「それを言うなら俺の方こそ・・・彼女が転校してきてくれて感謝しています」
「え?」
「人と関わる事が苦手な俺が、少しずつではありますが関われるようになってきているのは、彼女のおかげなんです」
「・・・そうか」
「はい・・・って、何言ってるんですかね。
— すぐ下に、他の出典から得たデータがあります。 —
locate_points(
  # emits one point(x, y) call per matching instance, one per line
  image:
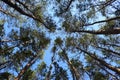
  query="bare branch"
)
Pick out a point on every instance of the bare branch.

すみません、失礼します」


俺は、2人に頭を下げてから俺は背中を向けてその場から離れた。
顔が熱い。
俺、一体何言っているんだか。
自分が言った言葉に自分で照れている事が、さらに恥ずかしく思えて、体の中の血の流れが一層早くなっていった。
俺も、組体操の準備があったので、無理矢理さっきの事は頭の隅に追いやって目の前のことに専念することになった。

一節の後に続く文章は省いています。